Anthrax! For a duo of acoustic ballad singers! Probably the most misleading moniker this side of "Cumquat".

Best Way To Get Black-Out Drunk for $1:

At the same bar (Cafe-Teatro Amauta), they sell a drink called "siete raices" (literally translated as "seven roots"). It is made with aguardiente (Peruvian moonshine) and the bark of 7 different trees. It costs 3 soles ($1 CDN), comes in a four ounce glass, and will basically blind you if consumed in it's entirety. Needless to say, it would have been rude not to order one. I'm pretty sure that glass is still sitting on the bar, three-quarters full.

Best Disregard for the Local Building Code:

They say that a picture says a thousand words.

If that's the case, I'm pretty sure that this one would include some of the following: "What the fuck happened to the wall in my bedroom?"

Best Canadian Reference Point:

While listening to ANTHRAX serenading the bar with a version of Queen's "I Want to Break Free", one of the singers asked me where I was from. When I told him "Canada", he responded with: "Canada? Avril Lavigne, yes?"

Kill me.

Best Homebrew Moment:

After waking up at 7 in the morning on our second day at the ayahuasca workshop, we spent the morning washing the ayahuasca vine (amazingly, the inside of the ayahuasca vine looks identical to the double helix found in the structure of our DNA), pounding it into smaller pieces, washing the rest of the plants and barks that would go into the concoction (there were a total of 17 different barks, vines, and leaves in our ayahuasca), and the putting the contents into giant cauldrons over an open fire in order to reduce them to a concentrated brew.

Later on in the afternoon, I wandered over to the fire to see what was happening, and one of the Shamans asked if I wanted to help him mix the brews. I'm not exactly sure why, but having a hand in creating the most powerful thing I would ever ingest just struck a chord with me. It was hands down one of the highlights of my trip.

Best Place to be a Big Shot:

Barranco. Lima, Peru.

On my last night in town, I decided I was going to play the role of big shot. I had all of these Peruvian Soles that I needed to get rid of, so I decided that the drinks would be on me. A few of the local chicos and chicas decided to take me out to a local bar where I would basically be the only white dude, and where I could completely embarass myself by attempting to salsa dance. I of course made a complete ass of myself, but the Jarras of Cusquena kept coming, so no one was really complaining.

I was completely off my ass, buying drinks for everyone. Beers and shots at the hostel. Pitchers at the bar. Drinks at an after hours place you needed to know a secret knock to get into. Literally, if I had a conversation with you Saturday night, you did not buy a single drink. I felt like Rodney Dangerfield in Back to School.
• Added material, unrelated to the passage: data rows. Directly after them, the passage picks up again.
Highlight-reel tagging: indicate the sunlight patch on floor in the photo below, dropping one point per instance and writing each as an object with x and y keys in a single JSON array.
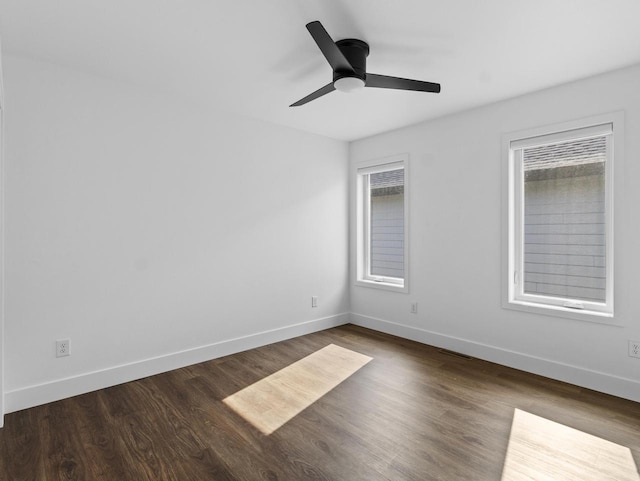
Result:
[
  {"x": 274, "y": 400},
  {"x": 540, "y": 449}
]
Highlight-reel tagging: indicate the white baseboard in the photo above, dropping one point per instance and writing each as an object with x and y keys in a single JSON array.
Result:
[
  {"x": 63, "y": 388},
  {"x": 598, "y": 381}
]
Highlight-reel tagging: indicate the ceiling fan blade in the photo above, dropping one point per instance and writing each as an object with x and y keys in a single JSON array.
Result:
[
  {"x": 317, "y": 94},
  {"x": 329, "y": 49},
  {"x": 387, "y": 82}
]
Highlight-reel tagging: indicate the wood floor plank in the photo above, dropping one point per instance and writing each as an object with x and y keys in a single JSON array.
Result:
[{"x": 414, "y": 412}]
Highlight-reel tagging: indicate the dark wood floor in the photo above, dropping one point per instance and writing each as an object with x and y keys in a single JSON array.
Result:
[{"x": 412, "y": 413}]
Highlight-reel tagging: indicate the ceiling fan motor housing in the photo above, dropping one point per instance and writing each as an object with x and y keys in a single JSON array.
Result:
[{"x": 356, "y": 52}]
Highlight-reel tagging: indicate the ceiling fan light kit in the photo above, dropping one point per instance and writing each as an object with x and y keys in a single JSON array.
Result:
[{"x": 348, "y": 59}]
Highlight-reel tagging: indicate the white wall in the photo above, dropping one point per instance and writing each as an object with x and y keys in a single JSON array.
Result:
[
  {"x": 456, "y": 241},
  {"x": 155, "y": 234}
]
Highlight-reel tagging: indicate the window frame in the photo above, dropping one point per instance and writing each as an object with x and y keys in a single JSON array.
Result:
[
  {"x": 513, "y": 211},
  {"x": 362, "y": 170}
]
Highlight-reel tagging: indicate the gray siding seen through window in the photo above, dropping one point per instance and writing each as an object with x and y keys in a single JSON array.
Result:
[
  {"x": 387, "y": 223},
  {"x": 564, "y": 221}
]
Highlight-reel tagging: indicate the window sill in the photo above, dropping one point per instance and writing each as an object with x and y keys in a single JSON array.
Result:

It was probably one of the best nights of my life.

The next morning I woke up with a screaming hangover, took a header off the tile wall in the freezing cold shower, somehow managed to pick up the pieces, and then went through my pockets to assess the damage.

After buying drinks all night, I had spent a total of $60.

And that included my accomodations.

If I've said it once, I've said it a thousand times: I fucking love this place.


Anonymous said...

Thanks for condensing it down to a 2 minute read...holy fuck I could spend way too much time on your blog...probably have!
Apparently (that means to the untrained eye) you did not have much of an epiphany in Peru. The later posts don't show it at least...
We're all looking for answers, no?
Jim - Owen Sound

Richie Benaud said...

Very well discussed, enjoyed reading it.